The Night Before

The calmest Christmas in years.

Cake, steak, a little bit of work, and some cold ass weather.

I won’t be traveling off the island. I really won’t even going anywhere beyond the office and my apartment. Tomorrow will be spent sat reading at a desk before going to the store to buy some special Japanese style Christmas cake and a sirloin.

The weekend was half an expression of immense gratitude for the pockets of community I’ve been able to find here. And the other half paying for the excesses consumed while in the company of said community.

Officially in the territory of “oh, shit. I don’t have that much time here before I’m gone.” Even with it being six/seven months, there’s a palpable finality to it. And with it a sense of questioning to how it’ll shake out.

But I think there’s always that sense of something next on the horizon for me. I try my best to sit and take a breath from time to time to enjoy where I’m at instead of bulldozing towards my next goal. I’m admittedly not great at acknowledging my own efforts— especially when I’ve managed to achieve something. It’s always been easier to push the goalposts back again and say “well, got to keep on going.”

So, as intermittent snow flurries fall (against the promise that this island never saw snow) I’ve tried to enjoy the little things. The island slang, the small warm cans of coffee from the vending machines that keep my fingers from falling off during my trudge up the hill, the random moments of beauty that stagger the soul— like the perfect circular ring of clouds surrounding the moon the other night.

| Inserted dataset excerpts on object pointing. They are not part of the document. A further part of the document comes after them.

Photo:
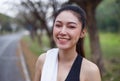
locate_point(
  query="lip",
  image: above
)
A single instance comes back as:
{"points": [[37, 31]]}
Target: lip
{"points": [[62, 40]]}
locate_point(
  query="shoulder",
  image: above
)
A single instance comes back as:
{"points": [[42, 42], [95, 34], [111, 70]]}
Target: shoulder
{"points": [[91, 70]]}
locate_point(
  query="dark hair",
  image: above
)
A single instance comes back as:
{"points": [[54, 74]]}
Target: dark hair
{"points": [[80, 13]]}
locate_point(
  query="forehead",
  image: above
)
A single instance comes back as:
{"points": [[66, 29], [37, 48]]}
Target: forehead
{"points": [[67, 16]]}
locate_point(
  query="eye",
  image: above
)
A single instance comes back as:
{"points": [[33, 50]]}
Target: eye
{"points": [[71, 27], [58, 25]]}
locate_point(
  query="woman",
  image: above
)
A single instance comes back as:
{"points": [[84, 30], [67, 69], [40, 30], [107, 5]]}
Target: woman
{"points": [[67, 62]]}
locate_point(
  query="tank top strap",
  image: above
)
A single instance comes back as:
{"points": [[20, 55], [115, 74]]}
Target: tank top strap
{"points": [[75, 69]]}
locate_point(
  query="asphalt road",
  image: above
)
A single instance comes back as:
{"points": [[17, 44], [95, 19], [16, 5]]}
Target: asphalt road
{"points": [[9, 68]]}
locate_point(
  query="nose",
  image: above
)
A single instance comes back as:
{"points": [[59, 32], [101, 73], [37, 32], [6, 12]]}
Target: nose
{"points": [[63, 31]]}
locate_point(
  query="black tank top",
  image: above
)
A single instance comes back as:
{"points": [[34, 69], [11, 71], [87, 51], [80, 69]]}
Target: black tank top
{"points": [[74, 73]]}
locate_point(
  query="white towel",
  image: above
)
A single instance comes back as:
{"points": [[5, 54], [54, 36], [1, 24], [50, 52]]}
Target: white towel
{"points": [[50, 67]]}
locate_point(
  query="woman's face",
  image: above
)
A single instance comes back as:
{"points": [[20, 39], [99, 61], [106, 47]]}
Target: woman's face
{"points": [[67, 30]]}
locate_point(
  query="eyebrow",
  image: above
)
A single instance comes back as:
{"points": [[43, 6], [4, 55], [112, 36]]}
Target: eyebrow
{"points": [[68, 22]]}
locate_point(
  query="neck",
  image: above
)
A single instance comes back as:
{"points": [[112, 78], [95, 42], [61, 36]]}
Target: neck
{"points": [[67, 55]]}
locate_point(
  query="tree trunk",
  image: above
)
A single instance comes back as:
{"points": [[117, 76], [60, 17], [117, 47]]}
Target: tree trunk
{"points": [[90, 6], [94, 39]]}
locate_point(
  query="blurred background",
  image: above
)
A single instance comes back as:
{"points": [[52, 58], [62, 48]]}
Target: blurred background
{"points": [[29, 23]]}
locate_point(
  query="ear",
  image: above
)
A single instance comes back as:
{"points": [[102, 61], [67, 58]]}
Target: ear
{"points": [[83, 33]]}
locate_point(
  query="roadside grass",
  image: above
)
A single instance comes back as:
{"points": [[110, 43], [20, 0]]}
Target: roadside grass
{"points": [[110, 44]]}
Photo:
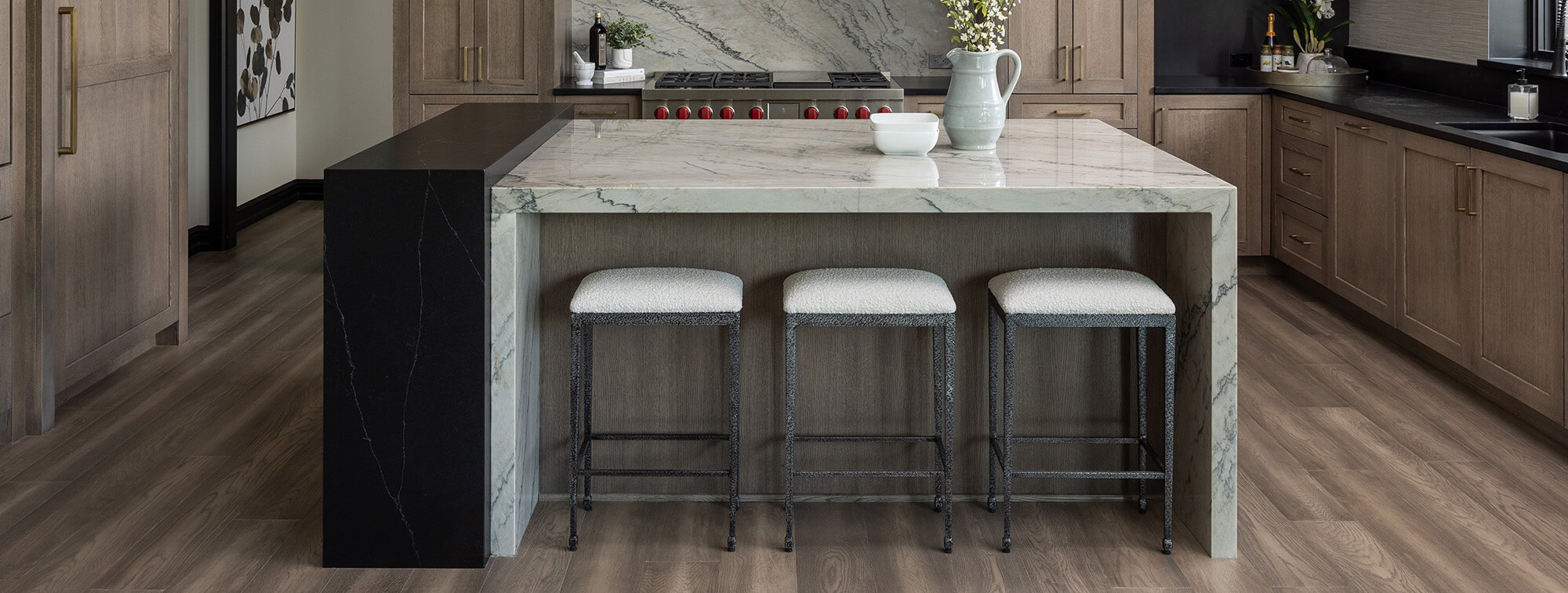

It’s the passage of time— the days where I learn an awful lot about myself when I’m not doing very much at all.

It is the calmest of christmases— and I hope I don’t come across one quite like it again.

It’s not the holiday, or homesickness, or anything as such. It’s the pause in a time with no pauses— where I recognize I’m already on a road of my own choosing— but that I fear the space between the ending and new beginning. How I’ll return to something I’ve known, but that it’s not what I left. Or that I am not as I left.

So in the slow days before the turn of the year I wonder how I can best greet the changes ahead.